Contents
Creation of instances happens a lot. A fair load is done by just creating instances and due to bad allocation shifting them around later again. Additionally, if you turn up a new cluster you already know a bunch of instances, which need to exists on the cluster. Doing this one-by-one is not only cumbersome but might also fail, due to lack of resources or lead to badly balanced clusters.
Since the early Ganeti 2.0 alpha version there is a gnt-instance batch-create command to allocate a bunch of instances based on a json file. This feature, however, doesn’t take any advantages of iallocator and submits jobs in a serialized manner.
To overcome this shortcoming we would extend the current iallocator interface to allow bulk requests. On the Ganeti side, a new opcode is introduced to handle the bulk creation and returning the resulting placement from the IAllocator.
Due to the design of chained jobs, we can guarantee, that with the state at which the multi-alloc opcode is run, all of the instances will fit (or all won’t). But we can’t guarantee that once the instance creation requests were submit, no other jobs have sneaked in between. This might still lead to failing jobs because the resources have changed in the meantime.
A new additional type will be added called multi-allocate to distinguish between normal and bulk operation. For the bulk operation the request will be a finite list of request dicts.
If multi-allocate is declared, request must exist and is a list of request dicts as described in Operation specific input. The result then is a list of instance name and node placements in the order of the request field.
In addition, the old allocate request type will be deprecated and at latest in Ganeti 2.8 incooperated into this new request. Current code will need slight adaption to work with the new request. This needs careful testing.

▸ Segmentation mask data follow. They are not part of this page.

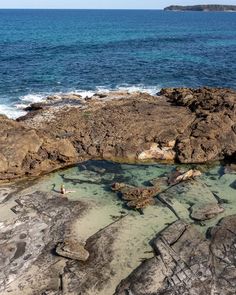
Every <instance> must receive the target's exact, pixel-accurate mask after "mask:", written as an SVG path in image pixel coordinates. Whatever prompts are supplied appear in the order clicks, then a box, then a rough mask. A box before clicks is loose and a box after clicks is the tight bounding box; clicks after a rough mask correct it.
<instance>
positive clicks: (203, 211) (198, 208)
mask: <svg viewBox="0 0 236 295" xmlns="http://www.w3.org/2000/svg"><path fill="white" fill-rule="evenodd" d="M222 212H224V208H223V207H222V206H220V205H219V204H217V203H206V204H194V205H193V206H192V207H191V214H190V217H191V218H192V219H195V220H201V221H203V220H208V219H212V218H214V217H215V216H216V215H218V214H220V213H222Z"/></svg>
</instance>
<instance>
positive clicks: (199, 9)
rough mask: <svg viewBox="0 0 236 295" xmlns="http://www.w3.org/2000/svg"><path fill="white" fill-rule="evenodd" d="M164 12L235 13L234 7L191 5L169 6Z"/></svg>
mask: <svg viewBox="0 0 236 295" xmlns="http://www.w3.org/2000/svg"><path fill="white" fill-rule="evenodd" d="M164 10H166V11H223V12H224V11H225V12H227V11H229V12H232V11H236V5H217V4H209V5H193V6H181V5H171V6H168V7H166V8H164Z"/></svg>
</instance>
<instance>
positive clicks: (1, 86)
mask: <svg viewBox="0 0 236 295" xmlns="http://www.w3.org/2000/svg"><path fill="white" fill-rule="evenodd" d="M235 73H236V15H235V14H234V13H201V12H189V13H174V12H164V11H158V10H156V11H148V10H146V11H142V10H141V11H135V10H129V11H121V10H116V11H113V10H108V11H107V10H0V112H5V113H8V114H9V115H14V114H13V112H14V107H15V105H16V104H19V103H26V104H27V103H29V102H31V101H38V100H40V99H41V98H42V96H44V95H45V94H48V93H54V92H60V91H63V92H67V91H73V90H78V91H79V90H81V91H85V90H86V91H87V90H94V89H96V88H106V89H114V88H119V87H121V86H124V87H126V88H129V87H133V86H136V87H137V88H146V89H147V88H148V89H151V91H153V92H156V91H157V90H158V89H159V88H161V87H168V86H191V87H197V86H202V85H209V86H220V87H232V88H236V82H235V81H236V79H235V78H236V76H235ZM15 115H16V114H15Z"/></svg>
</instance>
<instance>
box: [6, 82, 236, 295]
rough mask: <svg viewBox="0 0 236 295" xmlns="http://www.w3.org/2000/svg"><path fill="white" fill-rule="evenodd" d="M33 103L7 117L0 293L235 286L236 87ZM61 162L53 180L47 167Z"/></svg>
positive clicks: (114, 92)
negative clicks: (135, 180) (69, 170)
mask: <svg viewBox="0 0 236 295" xmlns="http://www.w3.org/2000/svg"><path fill="white" fill-rule="evenodd" d="M27 110H28V113H27V115H26V116H24V117H21V118H19V119H18V120H16V121H14V120H11V119H9V118H7V117H6V116H0V127H1V131H0V135H1V137H0V181H1V186H0V269H1V270H0V293H1V294H2V295H6V294H11V295H21V294H22V295H68V294H71V295H82V294H83V295H91V294H94V295H112V294H115V295H126V294H129V295H153V294H162V295H182V294H186V295H197V294H202V295H210V294H213V293H214V294H228V295H235V290H236V263H235V257H236V246H235V245H236V230H235V229H236V200H235V189H236V179H235V176H236V165H235V164H236V91H234V90H230V89H219V88H207V87H205V88H201V89H190V88H171V89H162V90H161V91H160V93H158V94H157V95H154V96H152V95H149V94H145V93H139V92H136V93H128V92H115V91H114V92H110V93H97V94H95V95H93V96H92V97H86V98H83V97H81V96H80V95H78V94H76V93H74V94H59V95H54V96H50V97H47V98H45V101H44V102H42V103H37V104H32V105H31V106H30V107H28V108H27ZM104 160H106V161H109V162H106V163H109V164H107V166H106V165H104V164H99V165H100V166H99V165H98V162H99V161H103V163H104V162H105V161H104ZM147 161H148V163H151V164H152V165H150V169H149V168H147V164H146V165H144V163H146V162H147ZM216 161H217V163H218V164H217V165H218V166H217V168H214V169H213V170H214V171H213V172H212V170H211V167H214V165H216V164H215V162H216ZM122 162H124V163H129V164H130V163H132V164H133V165H127V164H126V169H129V171H128V174H127V173H126V174H125V173H123V172H124V168H122V169H123V171H121V170H122V169H121V168H120V167H121V166H122V164H114V163H122ZM154 162H155V163H154ZM160 162H162V164H161V163H160ZM220 162H221V163H220ZM79 163H80V164H79ZM137 163H139V164H140V163H142V164H143V165H140V166H139V171H138V173H137V170H135V169H134V168H133V167H136V169H137ZM157 163H158V164H157ZM167 164H168V165H167ZM203 164H205V165H203ZM71 165H73V166H75V167H74V168H71V169H75V170H73V171H74V174H73V173H72V174H70V173H68V174H67V173H66V170H59V169H61V168H65V167H68V166H71ZM114 165H116V166H114ZM119 165H120V166H119ZM135 165H136V166H135ZM158 165H159V166H158ZM167 166H169V168H168V169H169V170H168V171H167V170H166V173H159V172H160V169H167V168H166V167H167ZM109 167H110V168H109ZM127 167H128V168H127ZM161 167H162V168H161ZM163 167H165V168H163ZM109 169H110V170H109ZM145 169H146V170H145ZM148 169H149V170H148ZM158 169H159V170H158ZM55 170H59V171H58V172H57V174H56V173H54V174H55V175H56V176H55V179H58V178H59V182H58V183H56V184H55V182H54V180H55V179H52V180H50V181H49V179H50V178H49V176H42V174H46V173H49V172H52V171H55ZM150 171H154V172H153V173H154V174H155V178H153V174H151V172H150ZM158 171H159V172H158ZM161 172H163V171H161ZM122 173H123V174H122ZM139 173H140V175H141V176H140V181H139V183H138V182H135V177H137V175H136V174H139ZM38 176H42V178H40V180H39V179H38V178H37V179H36V177H38ZM59 176H60V177H59ZM144 176H145V177H146V178H145V179H144ZM62 181H64V182H65V183H66V187H69V189H70V188H72V189H73V191H74V195H73V191H71V192H70V193H72V195H71V197H70V194H69V193H68V194H67V195H62V194H61V193H60V190H59V189H58V188H59V184H61V182H62ZM83 186H84V187H85V191H86V197H84V198H83V197H81V195H82V193H81V192H82V191H81V188H82V187H83ZM99 186H100V187H99ZM89 187H90V188H91V187H92V189H90V190H89ZM99 189H100V192H102V193H101V194H100V195H98V196H97V197H96V194H98V193H99Z"/></svg>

We add a new opcode OpInstanceBulkAdd. It receives a list of OpInstanceCreate on the instances field. This is done to make sure, that these two loosely coupled opcodes do not get out of sync. On the RAPI side, however, this just is a list of instance create definitions. And the client is adapted accordingly.
The opcode itself does some sanity checks on the instance creation opcodes which includes:
Any of the above error will be aborted with OpPrereqError. Once the list has been verified it is handed to the iallocator as described in IAllocator. Upon success we then return the result of the IAllocator call.
At this point the current instance allocation would work with the resources available on the cluster as perceived upon OpInstanceBulkAdd invocation. However, there might be corner cases where this is not true as described in Problems.